Three tips for engaging and communicating with your distributed workforce.

Communication with employees is critical for all businesses, especially when your workforce is spread out at sites across cities, states or even countries. Connecting with your cleaners and guards to keep them engaged despite geographical barriers is one of the unique challenges you face as a janitorial or security contractor.

According to Quantum Workplace, employees who don’t feel heard, supported, valued, empowered and connected won’t work as hard or stick around as long as employees who do. If we’ve learned anything from recent labor trends, retention is key and increasing engagement is one way to impact it. So, we’ve compiled three ways to help you communicate with your distributed workforce to keep them connected and engaged.

1.      Use an employee self-service solution

Having access to information they need is a crucial for employees and supervisors. This is especially true when they aren’t in an office every day with easy access to resources like HR or even their manager. For supervisors, an employee self-service solution empowers them to effectively manage their teams. When you use an employee self-service solution, you make any location your guard or cleaner is working from a home office. You give them access to things like schedules, time off requests, benefit information and the all-important paystubs. When employees don’t have to struggle to find out when they’re working or when they’re getting paid, they’re happier and more likely to continue showing up for work.

2.      Set up automated messages

If you work in one office with all your employees, it’s easier to ask simple questions like, “Did you take a lunch today?” or “Did you have a safe work day?” But, when those employees are scattered across dozens or hundreds of sites, it’s not feasible to have those daily, quick conversations. If you use a time and attendance solution that offers automated messages, you can check in with your guards or cleaners at set times during their shifts or at the end of their day. In addition to making sure they’re getting what they need — a safe work environment and regular breaks and lunches — you get the bonus of an audit trail that helps you stay in compliance with labor laws and regulations.

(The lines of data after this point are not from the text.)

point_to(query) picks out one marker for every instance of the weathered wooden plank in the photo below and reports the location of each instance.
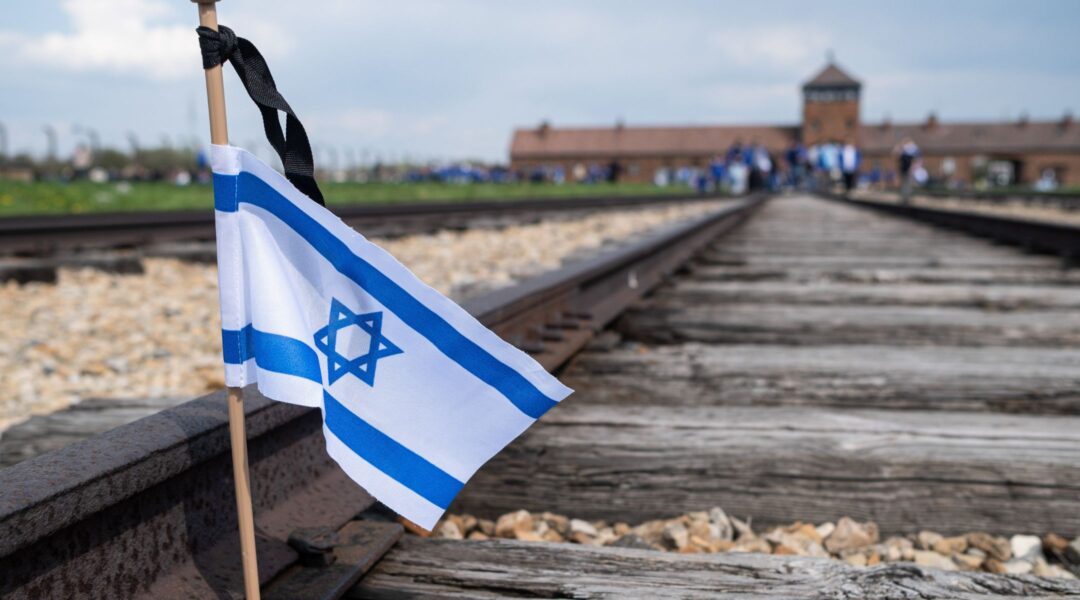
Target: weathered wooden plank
(420, 568)
(855, 260)
(923, 378)
(812, 273)
(947, 472)
(666, 321)
(994, 298)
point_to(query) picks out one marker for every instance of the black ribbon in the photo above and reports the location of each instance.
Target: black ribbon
(292, 146)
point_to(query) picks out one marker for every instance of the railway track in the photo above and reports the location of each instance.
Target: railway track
(822, 359)
(38, 235)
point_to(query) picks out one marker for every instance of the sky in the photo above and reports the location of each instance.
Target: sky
(444, 80)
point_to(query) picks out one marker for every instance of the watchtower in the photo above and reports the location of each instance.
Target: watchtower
(831, 106)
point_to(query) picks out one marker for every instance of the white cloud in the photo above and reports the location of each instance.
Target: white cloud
(136, 38)
(374, 123)
(121, 38)
(786, 48)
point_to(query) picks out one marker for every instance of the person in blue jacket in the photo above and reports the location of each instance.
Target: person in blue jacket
(850, 159)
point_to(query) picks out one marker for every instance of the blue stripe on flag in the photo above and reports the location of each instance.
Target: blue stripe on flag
(272, 353)
(467, 353)
(225, 193)
(405, 466)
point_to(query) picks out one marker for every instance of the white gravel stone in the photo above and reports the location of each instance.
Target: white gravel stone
(158, 333)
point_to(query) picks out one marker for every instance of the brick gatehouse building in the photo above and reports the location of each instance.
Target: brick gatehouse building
(1017, 151)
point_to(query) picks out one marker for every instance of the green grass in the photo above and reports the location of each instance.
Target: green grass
(83, 196)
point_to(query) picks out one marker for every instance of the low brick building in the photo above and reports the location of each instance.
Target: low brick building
(1014, 152)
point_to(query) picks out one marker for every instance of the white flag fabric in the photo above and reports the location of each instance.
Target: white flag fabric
(416, 394)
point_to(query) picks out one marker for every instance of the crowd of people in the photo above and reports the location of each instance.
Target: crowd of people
(751, 167)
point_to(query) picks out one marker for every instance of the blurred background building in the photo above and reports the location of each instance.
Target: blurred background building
(1016, 152)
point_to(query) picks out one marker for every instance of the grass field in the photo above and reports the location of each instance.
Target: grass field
(83, 196)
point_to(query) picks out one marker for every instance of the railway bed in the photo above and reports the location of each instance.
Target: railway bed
(63, 234)
(821, 359)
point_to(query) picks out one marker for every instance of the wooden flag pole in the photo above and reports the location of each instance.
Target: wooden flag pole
(238, 436)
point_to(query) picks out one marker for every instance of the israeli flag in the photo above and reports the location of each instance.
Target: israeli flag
(416, 394)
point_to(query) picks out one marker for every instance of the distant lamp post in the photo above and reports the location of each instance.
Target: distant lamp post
(51, 142)
(92, 138)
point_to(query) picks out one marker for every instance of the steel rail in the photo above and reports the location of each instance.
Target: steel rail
(1040, 236)
(1027, 198)
(50, 233)
(145, 510)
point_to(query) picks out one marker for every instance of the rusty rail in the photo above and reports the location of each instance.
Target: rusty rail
(1040, 236)
(50, 233)
(145, 510)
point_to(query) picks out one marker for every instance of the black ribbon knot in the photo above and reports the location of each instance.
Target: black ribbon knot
(291, 145)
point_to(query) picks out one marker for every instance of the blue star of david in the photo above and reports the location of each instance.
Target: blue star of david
(363, 366)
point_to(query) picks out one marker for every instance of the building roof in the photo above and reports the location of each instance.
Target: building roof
(832, 77)
(985, 137)
(551, 142)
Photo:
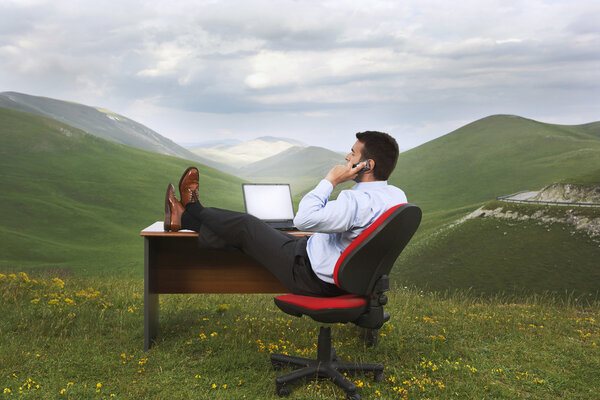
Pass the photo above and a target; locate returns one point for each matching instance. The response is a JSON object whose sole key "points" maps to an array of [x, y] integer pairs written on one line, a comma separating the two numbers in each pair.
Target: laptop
{"points": [[271, 203]]}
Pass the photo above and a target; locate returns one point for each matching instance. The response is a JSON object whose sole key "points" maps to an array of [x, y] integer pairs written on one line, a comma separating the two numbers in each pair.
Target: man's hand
{"points": [[343, 173]]}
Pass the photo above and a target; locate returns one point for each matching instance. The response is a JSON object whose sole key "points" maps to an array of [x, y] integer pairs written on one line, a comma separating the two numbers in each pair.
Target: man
{"points": [[304, 265]]}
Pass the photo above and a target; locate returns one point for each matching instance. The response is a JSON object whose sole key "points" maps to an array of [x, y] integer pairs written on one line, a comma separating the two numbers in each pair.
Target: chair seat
{"points": [[336, 309]]}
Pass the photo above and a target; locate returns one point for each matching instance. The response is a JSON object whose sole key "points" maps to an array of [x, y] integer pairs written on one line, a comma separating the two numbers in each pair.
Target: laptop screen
{"points": [[268, 201]]}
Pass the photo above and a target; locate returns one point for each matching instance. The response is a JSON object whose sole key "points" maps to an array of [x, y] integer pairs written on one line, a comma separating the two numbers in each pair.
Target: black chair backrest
{"points": [[373, 253]]}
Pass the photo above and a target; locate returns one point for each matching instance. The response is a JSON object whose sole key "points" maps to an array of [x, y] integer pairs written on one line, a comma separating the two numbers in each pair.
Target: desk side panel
{"points": [[182, 267]]}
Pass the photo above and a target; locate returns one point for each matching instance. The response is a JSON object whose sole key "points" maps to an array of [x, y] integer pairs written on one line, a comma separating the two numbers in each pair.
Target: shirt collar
{"points": [[369, 185]]}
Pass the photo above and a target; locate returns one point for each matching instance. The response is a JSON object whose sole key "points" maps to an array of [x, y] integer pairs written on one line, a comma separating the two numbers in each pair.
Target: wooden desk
{"points": [[173, 263]]}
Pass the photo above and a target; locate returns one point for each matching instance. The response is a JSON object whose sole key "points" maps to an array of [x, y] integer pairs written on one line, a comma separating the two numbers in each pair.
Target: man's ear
{"points": [[371, 164]]}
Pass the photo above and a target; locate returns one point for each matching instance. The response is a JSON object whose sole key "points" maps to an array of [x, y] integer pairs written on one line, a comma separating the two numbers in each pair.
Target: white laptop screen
{"points": [[269, 201]]}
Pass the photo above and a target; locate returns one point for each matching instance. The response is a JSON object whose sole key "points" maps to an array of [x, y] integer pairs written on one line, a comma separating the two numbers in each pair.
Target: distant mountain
{"points": [[494, 156], [295, 162], [301, 167], [241, 154], [210, 143], [98, 122], [75, 201]]}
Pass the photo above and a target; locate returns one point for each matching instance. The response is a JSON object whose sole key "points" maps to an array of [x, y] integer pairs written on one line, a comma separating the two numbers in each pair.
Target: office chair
{"points": [[362, 271]]}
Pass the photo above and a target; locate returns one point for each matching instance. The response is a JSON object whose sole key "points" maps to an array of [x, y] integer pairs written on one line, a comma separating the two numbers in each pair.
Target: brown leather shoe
{"points": [[188, 186], [173, 210]]}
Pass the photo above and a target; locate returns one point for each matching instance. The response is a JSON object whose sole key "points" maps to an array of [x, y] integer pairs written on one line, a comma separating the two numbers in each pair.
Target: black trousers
{"points": [[282, 254]]}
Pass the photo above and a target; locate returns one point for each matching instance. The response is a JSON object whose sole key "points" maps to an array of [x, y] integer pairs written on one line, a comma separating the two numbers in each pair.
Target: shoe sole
{"points": [[181, 179], [167, 221]]}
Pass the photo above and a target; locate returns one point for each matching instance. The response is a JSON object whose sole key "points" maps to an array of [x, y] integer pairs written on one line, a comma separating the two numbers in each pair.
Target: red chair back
{"points": [[373, 253]]}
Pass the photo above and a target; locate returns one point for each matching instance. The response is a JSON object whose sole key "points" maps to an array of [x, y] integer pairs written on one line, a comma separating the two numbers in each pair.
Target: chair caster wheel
{"points": [[277, 366], [353, 396], [283, 390], [379, 376]]}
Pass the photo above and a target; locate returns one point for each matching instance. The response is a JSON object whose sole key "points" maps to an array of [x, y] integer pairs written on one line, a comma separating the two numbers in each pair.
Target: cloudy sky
{"points": [[317, 71]]}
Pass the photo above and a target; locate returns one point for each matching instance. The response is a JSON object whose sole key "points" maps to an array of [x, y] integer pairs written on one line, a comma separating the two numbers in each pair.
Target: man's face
{"points": [[355, 154]]}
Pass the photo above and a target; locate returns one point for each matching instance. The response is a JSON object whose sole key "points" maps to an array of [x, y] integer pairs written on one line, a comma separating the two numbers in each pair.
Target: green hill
{"points": [[73, 200], [490, 157], [490, 255], [98, 122]]}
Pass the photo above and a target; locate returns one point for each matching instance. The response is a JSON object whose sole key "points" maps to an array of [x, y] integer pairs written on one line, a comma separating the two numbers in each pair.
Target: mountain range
{"points": [[76, 201], [98, 122]]}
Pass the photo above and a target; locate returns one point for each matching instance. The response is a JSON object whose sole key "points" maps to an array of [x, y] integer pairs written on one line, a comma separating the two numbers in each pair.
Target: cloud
{"points": [[323, 66]]}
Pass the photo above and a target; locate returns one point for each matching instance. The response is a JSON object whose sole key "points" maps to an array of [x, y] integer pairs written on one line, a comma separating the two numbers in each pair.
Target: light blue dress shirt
{"points": [[339, 222]]}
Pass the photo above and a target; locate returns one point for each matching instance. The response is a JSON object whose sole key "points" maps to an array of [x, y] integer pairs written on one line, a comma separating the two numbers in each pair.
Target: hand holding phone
{"points": [[365, 168]]}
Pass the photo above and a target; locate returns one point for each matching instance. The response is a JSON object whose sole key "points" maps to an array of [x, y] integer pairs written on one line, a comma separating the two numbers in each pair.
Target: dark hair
{"points": [[383, 149]]}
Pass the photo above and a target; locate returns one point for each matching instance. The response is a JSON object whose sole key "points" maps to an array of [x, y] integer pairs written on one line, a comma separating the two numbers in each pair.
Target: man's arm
{"points": [[317, 213]]}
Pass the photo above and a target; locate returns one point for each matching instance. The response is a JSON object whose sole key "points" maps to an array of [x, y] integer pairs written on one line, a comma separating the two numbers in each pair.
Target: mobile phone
{"points": [[365, 169]]}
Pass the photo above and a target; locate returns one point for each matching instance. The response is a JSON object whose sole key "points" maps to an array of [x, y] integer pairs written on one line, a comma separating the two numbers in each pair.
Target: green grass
{"points": [[491, 255], [83, 338], [591, 178], [494, 156], [72, 200]]}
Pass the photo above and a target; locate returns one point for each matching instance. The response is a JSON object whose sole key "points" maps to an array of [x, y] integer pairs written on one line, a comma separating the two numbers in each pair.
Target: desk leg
{"points": [[151, 306]]}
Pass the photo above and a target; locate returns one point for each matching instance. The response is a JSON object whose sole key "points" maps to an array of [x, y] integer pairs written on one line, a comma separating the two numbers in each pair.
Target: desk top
{"points": [[157, 229]]}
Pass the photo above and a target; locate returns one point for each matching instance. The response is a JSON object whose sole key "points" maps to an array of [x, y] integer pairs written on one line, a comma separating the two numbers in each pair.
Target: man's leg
{"points": [[274, 249]]}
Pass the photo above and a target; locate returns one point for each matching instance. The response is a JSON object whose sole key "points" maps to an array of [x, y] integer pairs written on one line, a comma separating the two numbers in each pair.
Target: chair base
{"points": [[327, 365]]}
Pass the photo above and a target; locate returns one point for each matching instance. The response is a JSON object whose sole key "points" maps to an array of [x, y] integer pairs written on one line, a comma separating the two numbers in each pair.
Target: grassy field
{"points": [[492, 255], [76, 338], [494, 156], [72, 200], [71, 289]]}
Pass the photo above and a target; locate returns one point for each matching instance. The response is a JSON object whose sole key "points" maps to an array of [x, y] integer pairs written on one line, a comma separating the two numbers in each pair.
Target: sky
{"points": [[315, 71]]}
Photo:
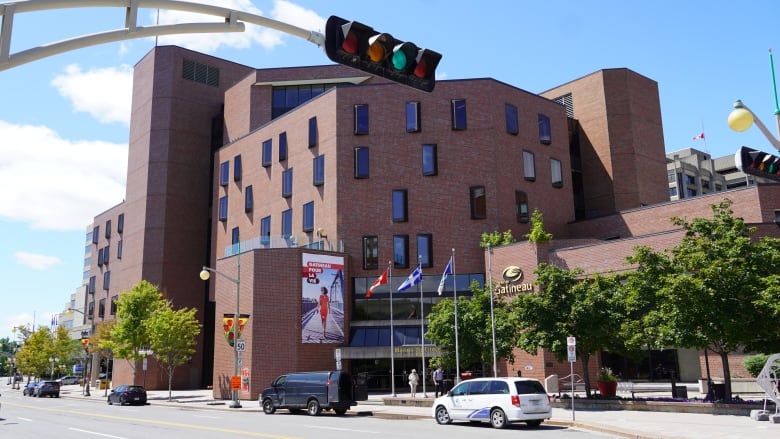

3.      Schedule regular touch points between employees and site supervisors

You can give them access to all the information in the world, but if employees don’t feel heard by their managers, issues can go unseen and turnover can spike. This is critical both during the initial onboarding phase and throughout the course of employment for your guards or cleaners. Have your managers or supervisors engaged with the new hire onboarding process to ensure new employees receive sufficient training. Use a QA solution as an ongoing training mechanism to offer on-the-job training when something doesn’t meet customer expectations. Allow time for them to check in with their employees on a regular basis — not just during annual reviews — so employees know how they’re performing and where there are areas for improvement.

Every employer wants their employees to be engaged and productive in the workplace, whether they are in the home office or representing the company on a job site. And timely communication is a key driver to achieve the results you want and gain commitment across your organization. When you tap into the available technology solutions for managing distributed workforces, you take control of your employee engagement and take the guess work out of communication.